Chapter 1
Produced by Catherine Daly
A WOMAN OF THIRTY
Marjorie Allen Seiffert
New York
1919
To O.H.S.
CONTENTS
I. The Old Woman
A Morality Play
II. Love Poems in Summer
Singalese Love Songs I-V The Silent Pool Nocturne Theme Arranged for Organ I-III The Moonlight Sonata Possession Evening: the Taj Mahal The Gift The Bridge A Temple I-VII Candles Winter Night Last Days I-V Sorrow Prison The Dream House
III. Studies and Designs
Design for a Japanese Vase The Bow Moon (A Print by Hirosage) An Italian Chest The Pedlar Portrait of a Lady in Bed I-V Portrait of a Gentleman From the Madison Street Police Station La Felice The Journey The Last Illusion The Desert The Picnic
IV. Interlude
Mountain Trails I-VII October Morning October Afternoon Maternity The Father Speaks To Allen To Helen The Immortal To an Absent Child I-IV Summer Night Maura I-VI November Dusk Winter Valley I-IV
V. Love Poems in Autumn
Ballad The Pathway of Black Leaves I-IV Elegy Sequence I-X Disillusion November Afternoon Yareth at Solomon's Tomb Argolis St. Faith's Eve
Poems of Elijah Hay
The Golden Stag To Anne Knish Lolita Spectrum of Mrs. Q Epitaph A Sixpence Three Spectra Two Commentaries A Womanly Woman Lolita Now is Old The Shining Bird The King Sends Three Cats to Guinevere Ode in the New Mode Night
I. The Old Woman (A Morality Play)
The Old Woman (A Morality Play)
Characters: The Woman The House The Doctor The Deacon The Landlady
Doctor: There is an old woman Who ought to die--
Deacon: And nobody knows But what she's dead--
Doctor: The air will be cleaner When she's gone--
Deacon: But we dare not bury her Till she's dead--
Landlady: Come, young doctor From the first floor front, Come, dusty deacon, From the fourth floor back, You take her heels And I'll take her head--
Doctor and Deacon: We'll carry her And bury her If she's dead!
House: They roll her up In her old, red quilt, They carry her down At a horizontal tilt, She doesn't say "Yes" And she doesn't say "No," She doesn't say, "Gentlemen, Where do we go?"

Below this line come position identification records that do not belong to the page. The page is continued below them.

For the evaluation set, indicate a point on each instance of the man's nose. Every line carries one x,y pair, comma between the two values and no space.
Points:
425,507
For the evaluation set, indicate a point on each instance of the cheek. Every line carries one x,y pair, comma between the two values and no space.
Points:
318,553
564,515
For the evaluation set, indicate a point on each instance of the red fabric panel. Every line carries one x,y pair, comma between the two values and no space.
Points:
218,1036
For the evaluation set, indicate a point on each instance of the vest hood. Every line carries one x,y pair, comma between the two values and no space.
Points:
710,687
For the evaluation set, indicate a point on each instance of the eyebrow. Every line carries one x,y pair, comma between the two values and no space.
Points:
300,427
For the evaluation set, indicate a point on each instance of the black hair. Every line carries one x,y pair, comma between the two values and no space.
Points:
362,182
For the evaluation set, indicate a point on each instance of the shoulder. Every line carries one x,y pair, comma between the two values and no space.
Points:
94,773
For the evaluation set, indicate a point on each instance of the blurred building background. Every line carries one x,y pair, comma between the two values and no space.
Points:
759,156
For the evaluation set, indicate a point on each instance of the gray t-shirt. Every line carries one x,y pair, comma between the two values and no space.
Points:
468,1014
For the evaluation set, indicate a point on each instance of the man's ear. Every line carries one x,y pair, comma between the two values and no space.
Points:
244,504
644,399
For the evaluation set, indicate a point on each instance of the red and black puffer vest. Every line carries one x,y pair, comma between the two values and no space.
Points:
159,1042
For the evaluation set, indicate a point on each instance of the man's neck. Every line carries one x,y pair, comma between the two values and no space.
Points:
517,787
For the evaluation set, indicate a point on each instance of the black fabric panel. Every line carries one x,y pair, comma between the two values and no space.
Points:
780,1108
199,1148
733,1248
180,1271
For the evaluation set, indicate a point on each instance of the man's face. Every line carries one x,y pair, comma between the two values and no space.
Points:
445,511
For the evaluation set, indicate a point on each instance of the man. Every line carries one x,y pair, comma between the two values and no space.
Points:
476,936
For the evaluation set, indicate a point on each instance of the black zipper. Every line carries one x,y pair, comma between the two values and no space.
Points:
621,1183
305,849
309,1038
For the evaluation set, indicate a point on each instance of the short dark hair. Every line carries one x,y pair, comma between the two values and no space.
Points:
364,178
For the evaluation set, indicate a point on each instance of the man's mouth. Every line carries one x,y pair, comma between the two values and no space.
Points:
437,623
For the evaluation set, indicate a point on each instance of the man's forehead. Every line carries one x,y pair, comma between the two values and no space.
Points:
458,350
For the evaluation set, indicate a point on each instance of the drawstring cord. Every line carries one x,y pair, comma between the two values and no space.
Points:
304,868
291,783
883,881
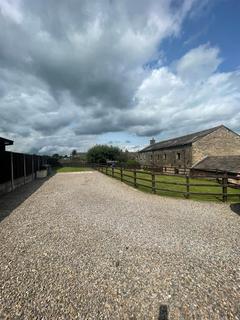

Doctor: Out in the lot Where ash-cans die, There, old woman, There shall you lie!
Deacon: Let's hurry away And never look behind To see if her eyes Are dead and blind, To see if the quilt Lies over her face-- Perhaps she'll groan Or move in her place!
House: The room is empty Where the old woman lay, And I no longer Smell like a tomb--
Landlady: Doctor, deacon, Can you say Who'll pay rent For the old woman's room?
* * * * * * *
House: The room is empty Down the hall, There are mice in the closet, Ghosts in the wall-- A pretty little lady Comes to see--
Woman: Oh, what a dark room, Not for me!
Landlady: The room is large And the rent is low, There's a deacon above And a doctor below--
Deacon: When the little mice squeak I shall pray--
Doctor: I'll psycho-analyse The ghosts away--
Landlady: The bed is large And the mattress deep, Wrapped in a feather-bed You shall sleep--
Woman: But here's the door Without a key! An unlocked room Won't do for me!
Doctor: Here's a bolt--
Deacon: And here's a bar--
Landlady: You'll sleep soundly Where you are!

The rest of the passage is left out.